You can invest time into learning new skills that – if chosen carefully – will improve you as a person. You can also waste time on pointless pursuits that will not give you anything in return.

However, there is one key difference: Unlike money, you can’t generate more time. So where are we spending ours, and how can we make the most of it?

It often feels like we’re not using time very efficiently. For example, the average Australian adult spends 13 hours every week watching TV, according to figures collated by the Australian Bureau of Statistics. This means that we spend one month out of every year in front of the tele.

Social Media is another terrible time suck. In fact, marketing firm Sensis found that the average user checks Facebook 31 times per week, up from just 16 visits across the same timeframe in 2011. In total, we waste around 8.5 hours per week trying to keep up with the Digital Joneses on Facebook.

Ultimately, these statistics prove that time is at a premium. While we’re huge proponents of being responsible with money, we’re even bigger supporters of saving time.

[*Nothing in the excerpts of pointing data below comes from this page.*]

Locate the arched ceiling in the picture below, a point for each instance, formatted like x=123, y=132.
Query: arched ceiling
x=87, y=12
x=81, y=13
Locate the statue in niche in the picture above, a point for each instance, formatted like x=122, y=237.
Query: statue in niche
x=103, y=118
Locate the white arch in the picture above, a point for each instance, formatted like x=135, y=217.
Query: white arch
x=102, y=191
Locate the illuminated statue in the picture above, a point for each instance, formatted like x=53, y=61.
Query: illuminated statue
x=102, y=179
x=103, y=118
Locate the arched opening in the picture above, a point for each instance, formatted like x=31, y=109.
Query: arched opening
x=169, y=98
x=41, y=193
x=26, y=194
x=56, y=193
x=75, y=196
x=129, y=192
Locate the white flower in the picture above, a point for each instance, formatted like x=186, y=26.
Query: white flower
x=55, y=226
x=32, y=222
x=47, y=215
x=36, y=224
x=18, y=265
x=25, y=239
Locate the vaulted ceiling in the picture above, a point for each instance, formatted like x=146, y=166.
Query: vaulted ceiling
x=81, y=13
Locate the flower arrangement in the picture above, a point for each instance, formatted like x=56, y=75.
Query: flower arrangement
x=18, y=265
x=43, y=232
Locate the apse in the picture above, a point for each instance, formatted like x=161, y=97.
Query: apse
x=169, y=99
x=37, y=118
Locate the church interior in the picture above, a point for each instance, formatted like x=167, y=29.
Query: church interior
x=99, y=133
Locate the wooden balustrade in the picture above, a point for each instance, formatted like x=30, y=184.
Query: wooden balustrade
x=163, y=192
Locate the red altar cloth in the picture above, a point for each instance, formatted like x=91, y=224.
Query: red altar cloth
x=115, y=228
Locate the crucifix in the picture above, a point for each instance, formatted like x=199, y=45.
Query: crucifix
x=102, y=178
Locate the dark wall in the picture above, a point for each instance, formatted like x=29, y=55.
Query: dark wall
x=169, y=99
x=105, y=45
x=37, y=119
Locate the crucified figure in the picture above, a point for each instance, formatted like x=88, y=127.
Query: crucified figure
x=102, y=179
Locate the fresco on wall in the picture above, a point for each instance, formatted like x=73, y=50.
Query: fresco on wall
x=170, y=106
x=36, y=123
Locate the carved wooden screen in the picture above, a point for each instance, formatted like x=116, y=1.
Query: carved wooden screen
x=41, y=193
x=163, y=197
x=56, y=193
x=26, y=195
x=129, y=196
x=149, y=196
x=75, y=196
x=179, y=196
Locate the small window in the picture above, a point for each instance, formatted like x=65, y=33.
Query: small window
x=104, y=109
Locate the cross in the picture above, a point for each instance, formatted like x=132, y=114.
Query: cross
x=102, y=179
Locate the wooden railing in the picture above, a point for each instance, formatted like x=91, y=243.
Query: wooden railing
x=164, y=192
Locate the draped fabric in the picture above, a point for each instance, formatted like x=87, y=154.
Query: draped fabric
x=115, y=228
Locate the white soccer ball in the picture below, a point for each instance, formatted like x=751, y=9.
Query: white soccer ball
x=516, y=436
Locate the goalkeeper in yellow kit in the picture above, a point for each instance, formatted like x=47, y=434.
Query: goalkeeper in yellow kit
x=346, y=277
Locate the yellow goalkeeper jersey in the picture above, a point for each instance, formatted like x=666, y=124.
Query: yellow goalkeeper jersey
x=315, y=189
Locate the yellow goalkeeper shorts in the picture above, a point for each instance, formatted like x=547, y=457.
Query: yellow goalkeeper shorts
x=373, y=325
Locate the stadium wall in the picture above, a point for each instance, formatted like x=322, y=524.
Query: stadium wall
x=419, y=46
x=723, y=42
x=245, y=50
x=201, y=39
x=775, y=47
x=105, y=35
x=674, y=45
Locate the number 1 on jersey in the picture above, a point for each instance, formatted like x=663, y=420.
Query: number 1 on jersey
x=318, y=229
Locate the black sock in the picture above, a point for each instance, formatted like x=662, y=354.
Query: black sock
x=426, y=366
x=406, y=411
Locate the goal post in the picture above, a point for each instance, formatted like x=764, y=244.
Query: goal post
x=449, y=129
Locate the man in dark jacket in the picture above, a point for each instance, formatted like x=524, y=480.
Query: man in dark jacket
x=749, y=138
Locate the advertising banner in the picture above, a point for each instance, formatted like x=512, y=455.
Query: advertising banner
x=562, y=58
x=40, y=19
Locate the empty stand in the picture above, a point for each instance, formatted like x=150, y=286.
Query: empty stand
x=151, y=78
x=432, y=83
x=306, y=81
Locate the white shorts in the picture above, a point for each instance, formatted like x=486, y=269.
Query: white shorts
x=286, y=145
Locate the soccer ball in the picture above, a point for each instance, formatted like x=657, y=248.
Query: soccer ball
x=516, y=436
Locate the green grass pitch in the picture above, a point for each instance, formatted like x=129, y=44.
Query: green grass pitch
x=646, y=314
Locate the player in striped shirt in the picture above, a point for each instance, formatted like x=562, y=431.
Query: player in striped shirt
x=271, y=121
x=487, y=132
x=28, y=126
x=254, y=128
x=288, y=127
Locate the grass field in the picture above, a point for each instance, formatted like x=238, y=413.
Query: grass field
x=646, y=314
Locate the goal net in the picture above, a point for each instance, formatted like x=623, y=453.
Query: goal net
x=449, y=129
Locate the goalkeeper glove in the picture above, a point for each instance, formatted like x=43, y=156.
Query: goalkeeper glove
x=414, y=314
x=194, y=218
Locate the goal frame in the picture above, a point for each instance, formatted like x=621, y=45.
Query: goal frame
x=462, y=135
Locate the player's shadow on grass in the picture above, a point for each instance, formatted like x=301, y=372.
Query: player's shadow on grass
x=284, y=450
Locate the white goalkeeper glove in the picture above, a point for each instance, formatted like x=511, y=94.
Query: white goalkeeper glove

After all, even the most impressive personal bank account in the world is largely pointless if you don’t have the spare time to use it.

So, what can you do to put more hours back into your day?

Make use of technology: There are countless apps on the market that can help you track how you spend your day and help you form positive and productive habits based off of the results.

Set a structured schedule: With so many things vying for our attention throughout the day, it’s important to consciously set aside structured periods to fulfil certain goals.

Learn to say no: Whether it’s social media feeds or overly inquisitive work colleagues, the modern world is rife with distractions that act as barriers between you and unlocking greater productivity.